KARYA BESAR : SUDAHKAH SAYA BERBUAT?

Diriwayatkan dari Anas bin Malik radhiyallahu 'anhu, Rasulullah shallallaahu 'alaihi wasallam bersabda,

إِذَا أَرَادَ اللَّهُ بِعَبْدٍ خَيْرًا اسْتَعْمَلَهُ قَالُوا وَكَيْفَ يَسْتَعْمِلُهُ قَالَ يُوَفِّقُهُ لِعَمَلٍ صَالِحٍ قَبْلَ مَوْتِهِ

Apabila Allah menghendaki kebaikan atas hamba-Nya, maka Dia memperkerjakannya?” Para sahabat bertanya, ‘Bagaimana Allah memperkerjakannya?’ Beliau menjawab, ”Allah memberinya taufiq untuk beramal shalih sebelum kematiannya.” (HR. Ahmad)



Sekarang kita siap mati karena amal apa? Kita mati sedang mengerjakan apa? Itu yang harus kita fokuskan dalam hidup ini. Harus diputuskan "Saya harus mengerjakan ini".
Mungkin ada orang yang sederhana, kemana-mana hanya membersihkan masjid, akan tetapi dimata Allah itu merupakan sebuah maha karya yang sangat berharga. Ada juga yang setiap hari hanya memberikan minuman, akan tetapi Allah mengatakan "Masuklah ke surgaku".

Bisa jadi pekerjaan tersebut sangat remeh.

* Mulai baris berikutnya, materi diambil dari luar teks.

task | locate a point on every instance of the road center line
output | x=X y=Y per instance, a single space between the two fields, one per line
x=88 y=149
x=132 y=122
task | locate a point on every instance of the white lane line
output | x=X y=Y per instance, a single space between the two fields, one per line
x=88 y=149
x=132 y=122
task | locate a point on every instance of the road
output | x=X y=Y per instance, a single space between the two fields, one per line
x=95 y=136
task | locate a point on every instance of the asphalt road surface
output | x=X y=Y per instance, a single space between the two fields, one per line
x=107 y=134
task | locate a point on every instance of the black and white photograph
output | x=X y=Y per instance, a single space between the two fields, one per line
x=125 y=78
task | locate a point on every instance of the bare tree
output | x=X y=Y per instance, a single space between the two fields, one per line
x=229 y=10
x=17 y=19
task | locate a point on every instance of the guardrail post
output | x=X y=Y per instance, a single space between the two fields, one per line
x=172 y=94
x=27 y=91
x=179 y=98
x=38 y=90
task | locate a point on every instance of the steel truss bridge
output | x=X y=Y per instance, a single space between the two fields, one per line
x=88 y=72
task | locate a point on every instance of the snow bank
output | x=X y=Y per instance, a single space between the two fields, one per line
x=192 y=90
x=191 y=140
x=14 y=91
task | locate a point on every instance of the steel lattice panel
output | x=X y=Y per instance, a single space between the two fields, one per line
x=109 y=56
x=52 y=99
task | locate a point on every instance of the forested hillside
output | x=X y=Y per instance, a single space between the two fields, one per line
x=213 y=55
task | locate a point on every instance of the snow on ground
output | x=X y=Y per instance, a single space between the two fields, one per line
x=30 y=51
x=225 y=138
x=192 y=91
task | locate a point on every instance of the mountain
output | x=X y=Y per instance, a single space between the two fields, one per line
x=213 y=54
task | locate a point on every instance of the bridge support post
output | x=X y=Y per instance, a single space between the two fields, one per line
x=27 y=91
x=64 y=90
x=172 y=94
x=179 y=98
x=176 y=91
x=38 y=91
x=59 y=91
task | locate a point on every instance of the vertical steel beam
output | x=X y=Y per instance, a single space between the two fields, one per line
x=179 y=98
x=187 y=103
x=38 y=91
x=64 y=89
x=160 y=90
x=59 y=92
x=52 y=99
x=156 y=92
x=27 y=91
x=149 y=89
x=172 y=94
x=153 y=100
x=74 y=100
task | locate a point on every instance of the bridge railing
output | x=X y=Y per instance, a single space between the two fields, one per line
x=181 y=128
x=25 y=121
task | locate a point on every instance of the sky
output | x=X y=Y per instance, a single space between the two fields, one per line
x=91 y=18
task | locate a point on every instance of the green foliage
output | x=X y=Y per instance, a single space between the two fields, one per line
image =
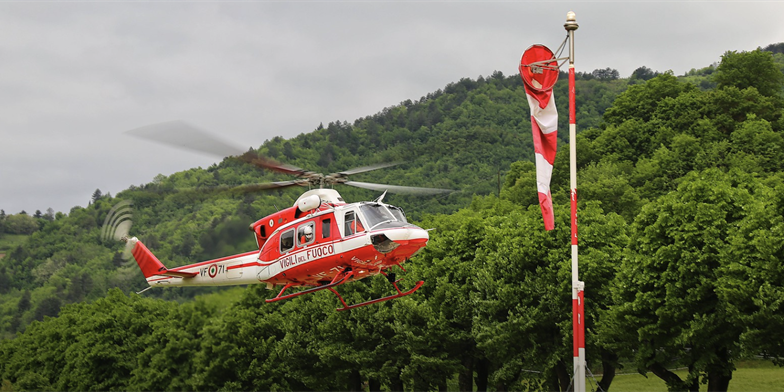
x=750 y=69
x=696 y=280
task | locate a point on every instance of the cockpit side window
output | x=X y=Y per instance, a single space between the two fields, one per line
x=326 y=226
x=306 y=234
x=353 y=224
x=287 y=241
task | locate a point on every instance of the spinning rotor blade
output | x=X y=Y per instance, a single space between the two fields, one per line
x=398 y=188
x=243 y=189
x=180 y=134
x=367 y=168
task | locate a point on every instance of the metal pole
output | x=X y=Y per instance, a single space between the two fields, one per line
x=578 y=287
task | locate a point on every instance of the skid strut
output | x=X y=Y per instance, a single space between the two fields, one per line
x=339 y=279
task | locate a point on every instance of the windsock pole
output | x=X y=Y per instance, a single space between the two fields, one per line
x=578 y=287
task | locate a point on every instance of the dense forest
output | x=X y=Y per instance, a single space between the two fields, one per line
x=681 y=248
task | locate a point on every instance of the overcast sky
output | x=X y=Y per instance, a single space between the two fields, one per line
x=75 y=75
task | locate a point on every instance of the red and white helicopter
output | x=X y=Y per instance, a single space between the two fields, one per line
x=318 y=243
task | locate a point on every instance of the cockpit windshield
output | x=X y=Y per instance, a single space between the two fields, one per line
x=398 y=213
x=377 y=214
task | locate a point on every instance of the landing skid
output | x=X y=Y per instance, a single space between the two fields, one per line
x=340 y=279
x=337 y=280
x=398 y=295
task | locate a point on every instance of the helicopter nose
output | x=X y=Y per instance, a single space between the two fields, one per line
x=411 y=237
x=408 y=235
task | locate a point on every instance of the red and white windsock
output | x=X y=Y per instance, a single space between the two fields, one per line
x=539 y=71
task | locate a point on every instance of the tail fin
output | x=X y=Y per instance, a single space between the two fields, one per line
x=150 y=265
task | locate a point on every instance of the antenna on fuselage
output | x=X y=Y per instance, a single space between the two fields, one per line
x=381 y=198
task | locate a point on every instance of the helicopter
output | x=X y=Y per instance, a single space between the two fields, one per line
x=318 y=243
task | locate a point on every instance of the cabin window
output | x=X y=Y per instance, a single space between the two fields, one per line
x=398 y=213
x=326 y=226
x=353 y=224
x=306 y=234
x=287 y=241
x=376 y=214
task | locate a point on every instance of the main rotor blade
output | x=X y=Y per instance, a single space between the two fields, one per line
x=269 y=164
x=367 y=168
x=182 y=135
x=249 y=188
x=398 y=188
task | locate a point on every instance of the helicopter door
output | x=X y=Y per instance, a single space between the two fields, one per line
x=352 y=224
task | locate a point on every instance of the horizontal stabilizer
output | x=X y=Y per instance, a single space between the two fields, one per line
x=178 y=274
x=150 y=265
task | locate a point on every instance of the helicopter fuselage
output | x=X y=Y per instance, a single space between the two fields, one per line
x=309 y=246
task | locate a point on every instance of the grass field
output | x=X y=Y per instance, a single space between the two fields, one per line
x=751 y=376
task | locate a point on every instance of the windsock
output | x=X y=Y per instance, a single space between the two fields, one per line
x=539 y=81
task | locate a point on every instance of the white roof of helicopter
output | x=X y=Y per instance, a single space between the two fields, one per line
x=327 y=196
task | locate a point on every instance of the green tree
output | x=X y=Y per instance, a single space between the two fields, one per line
x=681 y=297
x=750 y=69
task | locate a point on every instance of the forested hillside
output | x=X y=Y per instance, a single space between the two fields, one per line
x=680 y=184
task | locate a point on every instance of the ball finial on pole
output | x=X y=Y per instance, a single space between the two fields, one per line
x=571 y=23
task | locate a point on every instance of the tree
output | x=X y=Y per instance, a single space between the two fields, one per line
x=681 y=297
x=97 y=195
x=644 y=73
x=750 y=69
x=20 y=224
x=605 y=74
x=49 y=216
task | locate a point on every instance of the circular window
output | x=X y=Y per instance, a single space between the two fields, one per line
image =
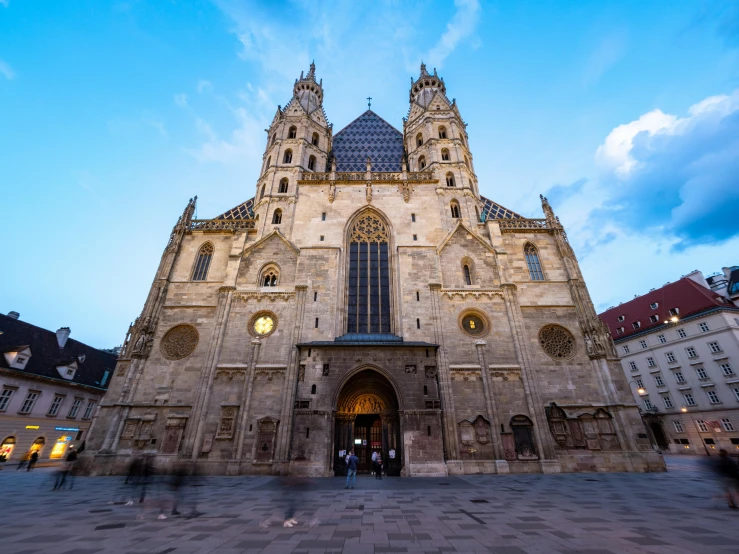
x=263 y=324
x=474 y=324
x=557 y=341
x=179 y=342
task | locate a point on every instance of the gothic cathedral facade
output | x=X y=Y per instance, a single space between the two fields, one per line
x=369 y=298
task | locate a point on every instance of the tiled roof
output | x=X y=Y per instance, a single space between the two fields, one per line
x=368 y=135
x=686 y=295
x=46 y=354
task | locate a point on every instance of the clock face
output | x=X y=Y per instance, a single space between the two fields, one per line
x=264 y=325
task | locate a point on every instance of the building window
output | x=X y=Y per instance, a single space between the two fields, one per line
x=202 y=262
x=532 y=261
x=55 y=405
x=5 y=396
x=29 y=402
x=88 y=410
x=369 y=277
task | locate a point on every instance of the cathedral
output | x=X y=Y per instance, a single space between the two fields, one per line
x=368 y=298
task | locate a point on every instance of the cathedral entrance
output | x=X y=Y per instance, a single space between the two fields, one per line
x=366 y=422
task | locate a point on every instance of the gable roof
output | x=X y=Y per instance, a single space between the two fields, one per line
x=368 y=136
x=46 y=354
x=685 y=294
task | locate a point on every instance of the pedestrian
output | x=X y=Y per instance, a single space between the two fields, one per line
x=728 y=475
x=32 y=460
x=351 y=474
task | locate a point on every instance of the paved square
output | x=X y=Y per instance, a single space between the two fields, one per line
x=675 y=512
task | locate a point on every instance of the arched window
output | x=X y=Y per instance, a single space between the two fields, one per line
x=368 y=288
x=532 y=261
x=270 y=277
x=202 y=262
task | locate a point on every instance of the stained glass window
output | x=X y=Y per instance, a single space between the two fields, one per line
x=369 y=277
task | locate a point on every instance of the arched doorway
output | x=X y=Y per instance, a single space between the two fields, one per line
x=367 y=421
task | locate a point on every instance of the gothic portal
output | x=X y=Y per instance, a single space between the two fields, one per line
x=368 y=297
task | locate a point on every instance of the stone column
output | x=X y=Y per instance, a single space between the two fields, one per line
x=489 y=401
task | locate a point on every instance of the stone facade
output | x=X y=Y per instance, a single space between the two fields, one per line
x=280 y=370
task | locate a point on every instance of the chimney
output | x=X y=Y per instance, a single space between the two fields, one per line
x=62 y=335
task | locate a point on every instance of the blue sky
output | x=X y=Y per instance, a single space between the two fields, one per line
x=113 y=114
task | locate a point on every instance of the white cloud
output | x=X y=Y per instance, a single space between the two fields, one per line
x=6 y=70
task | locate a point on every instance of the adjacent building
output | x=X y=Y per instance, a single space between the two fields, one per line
x=50 y=388
x=679 y=349
x=368 y=297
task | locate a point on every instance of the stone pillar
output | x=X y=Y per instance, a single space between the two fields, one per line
x=489 y=400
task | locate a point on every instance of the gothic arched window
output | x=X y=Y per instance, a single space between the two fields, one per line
x=532 y=261
x=369 y=277
x=202 y=262
x=456 y=214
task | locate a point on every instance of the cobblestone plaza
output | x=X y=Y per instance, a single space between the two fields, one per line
x=585 y=513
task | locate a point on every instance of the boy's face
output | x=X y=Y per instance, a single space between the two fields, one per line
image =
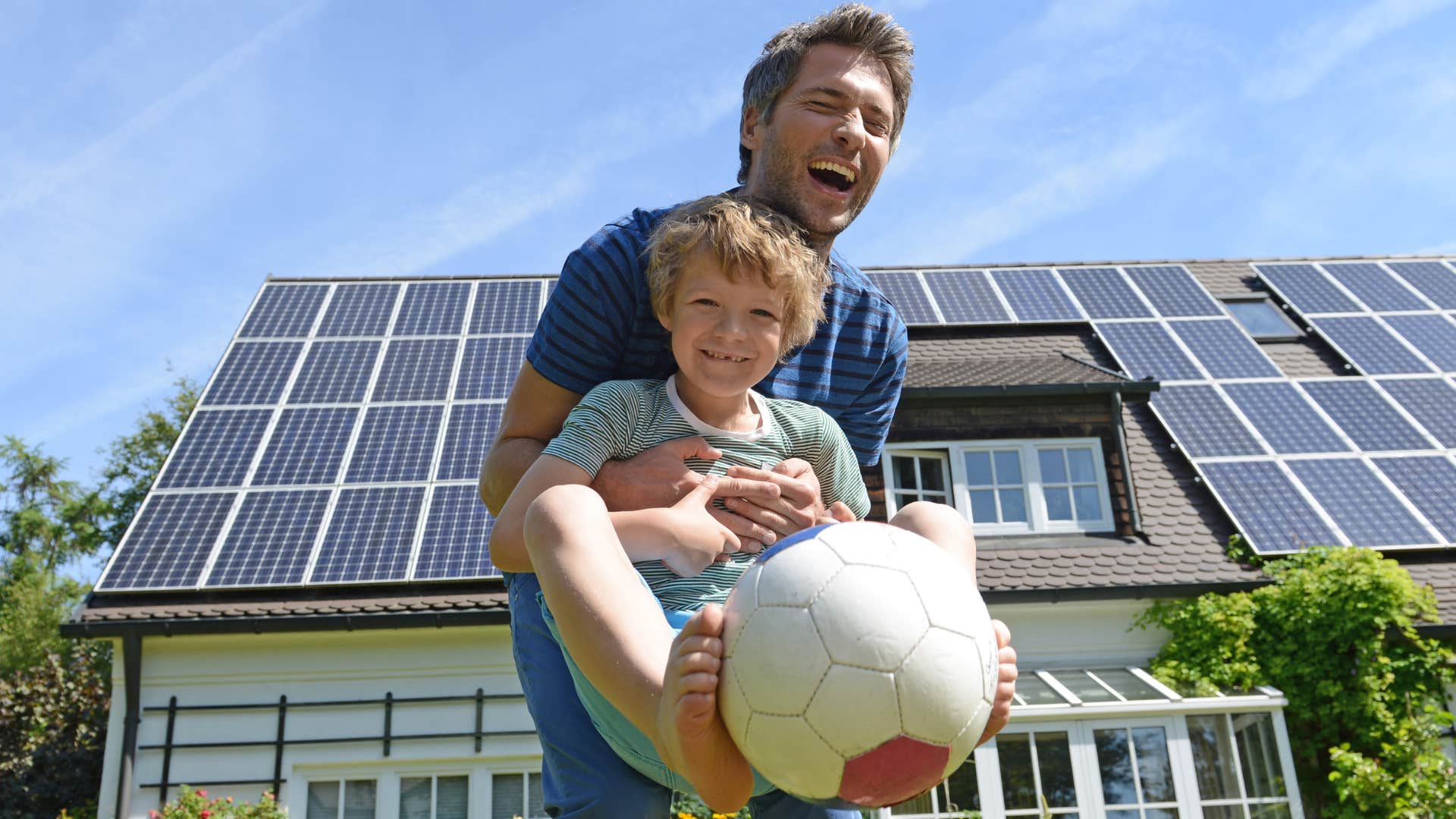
x=726 y=333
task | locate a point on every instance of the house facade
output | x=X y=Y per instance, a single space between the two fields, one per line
x=303 y=604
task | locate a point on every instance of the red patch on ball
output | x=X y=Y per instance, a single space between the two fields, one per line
x=893 y=773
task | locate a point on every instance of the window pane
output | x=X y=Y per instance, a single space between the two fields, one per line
x=932 y=475
x=1018 y=786
x=1213 y=758
x=1153 y=768
x=1258 y=754
x=962 y=789
x=1055 y=758
x=507 y=795
x=414 y=798
x=1008 y=466
x=1081 y=463
x=1014 y=506
x=452 y=798
x=983 y=506
x=1090 y=503
x=905 y=472
x=1116 y=765
x=324 y=800
x=979 y=468
x=1059 y=503
x=359 y=799
x=1053 y=469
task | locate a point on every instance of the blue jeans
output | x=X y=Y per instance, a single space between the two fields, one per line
x=582 y=776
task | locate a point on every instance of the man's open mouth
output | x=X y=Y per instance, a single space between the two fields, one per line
x=833 y=174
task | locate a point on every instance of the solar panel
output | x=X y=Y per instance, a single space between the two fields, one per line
x=490 y=368
x=1225 y=350
x=1307 y=289
x=1433 y=279
x=335 y=372
x=1365 y=416
x=370 y=535
x=1432 y=334
x=1266 y=506
x=1376 y=287
x=395 y=445
x=1174 y=292
x=360 y=309
x=308 y=447
x=506 y=306
x=468 y=439
x=433 y=308
x=1145 y=349
x=417 y=369
x=1036 y=297
x=905 y=292
x=457 y=532
x=1104 y=293
x=254 y=372
x=1285 y=417
x=1427 y=483
x=284 y=311
x=271 y=538
x=1359 y=503
x=965 y=297
x=218 y=449
x=1201 y=423
x=1370 y=346
x=1430 y=401
x=168 y=542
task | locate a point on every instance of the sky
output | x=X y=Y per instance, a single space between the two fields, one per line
x=161 y=159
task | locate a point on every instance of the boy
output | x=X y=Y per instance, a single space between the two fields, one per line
x=737 y=290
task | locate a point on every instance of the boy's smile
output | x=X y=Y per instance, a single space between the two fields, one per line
x=726 y=338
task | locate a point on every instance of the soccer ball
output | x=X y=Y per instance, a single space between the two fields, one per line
x=859 y=665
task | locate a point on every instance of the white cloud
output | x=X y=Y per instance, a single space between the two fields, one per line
x=1310 y=53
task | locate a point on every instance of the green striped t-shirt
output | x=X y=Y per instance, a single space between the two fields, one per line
x=620 y=419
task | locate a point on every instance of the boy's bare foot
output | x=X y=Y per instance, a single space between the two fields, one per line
x=695 y=741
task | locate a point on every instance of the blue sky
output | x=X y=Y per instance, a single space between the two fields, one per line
x=158 y=161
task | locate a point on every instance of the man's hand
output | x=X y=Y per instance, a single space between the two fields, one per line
x=1005 y=682
x=795 y=506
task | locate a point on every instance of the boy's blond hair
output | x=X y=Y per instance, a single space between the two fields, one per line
x=745 y=237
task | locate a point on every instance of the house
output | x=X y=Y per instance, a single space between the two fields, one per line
x=303 y=605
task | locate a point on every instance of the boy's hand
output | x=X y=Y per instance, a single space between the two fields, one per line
x=695 y=538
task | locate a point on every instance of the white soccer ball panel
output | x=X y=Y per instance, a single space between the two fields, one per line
x=865 y=542
x=794 y=576
x=791 y=755
x=780 y=661
x=855 y=710
x=731 y=703
x=940 y=687
x=870 y=617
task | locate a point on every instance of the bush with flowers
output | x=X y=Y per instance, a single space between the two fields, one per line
x=196 y=805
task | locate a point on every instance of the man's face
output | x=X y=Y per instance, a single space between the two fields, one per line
x=820 y=155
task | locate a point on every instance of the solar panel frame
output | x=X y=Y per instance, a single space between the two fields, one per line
x=1360 y=503
x=284 y=311
x=1036 y=295
x=270 y=539
x=965 y=297
x=1174 y=292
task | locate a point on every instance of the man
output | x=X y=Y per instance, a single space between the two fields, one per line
x=823 y=111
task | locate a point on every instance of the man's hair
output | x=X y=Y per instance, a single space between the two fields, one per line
x=852 y=24
x=745 y=238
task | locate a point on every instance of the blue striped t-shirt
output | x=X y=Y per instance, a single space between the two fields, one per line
x=599 y=327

"Hidup saya, saya habiskan untuk memberikan makan burung diseluruh pulau ini. Semua burung akan saya berikan makan." Itu jangan dianggap sederhana. Karena memberi minum seekor anjing saja bisa masuk surga, apalagi merawat burung.

Sesungguhnya karya-karya besar tersebut selalu berada didekat kita. Sesuatu yang sering kita lihat bisa jadi itu apabila kita cerdas dalam mengelolanya suatu saat akan menjadi karya besar kita.

Sungguh celaka kita sampai saat ini kita hidup dalam kegamangan, hidup dalam keragu-raguan, tidak pasti, tidak fokus-fokus.

Mau sampai kapan hidup seperti ini terus?Sampai ber-anak lima, enam, tapi tetap tidak fokus "Orang tidak fokus saja bisa punya anak lima".         

Sebenarnya ada bakat-bakat lain yang bisa ditanamkan pada diri orang tersebut.

"Bismillah...Hidup saya akan saya pergunakan untuk ini sampai mati".Pokoknya fokus pada satu tujuan, fokus pada satu karya, pakailah mata kuda "Pokoknya itu...itu...aja...tetap fokus pada satu pekerjaan", Insyaallah suatu saat akan menjadi sebuah karya besar yang sangat bernilai, yang mudah-mudahan mengantarkan kita  untuk mengakhiri usia ini dengan husnul khatimah.

Wallahu a'lam.

___

Disusun di Auditorium Isy Karima - Kamis, 3 Dzulqa'idah 1438 H
Oleh Wafi Shiddiq berfaedah dari Ustadz Syihabuddin Abdul Mu'iz.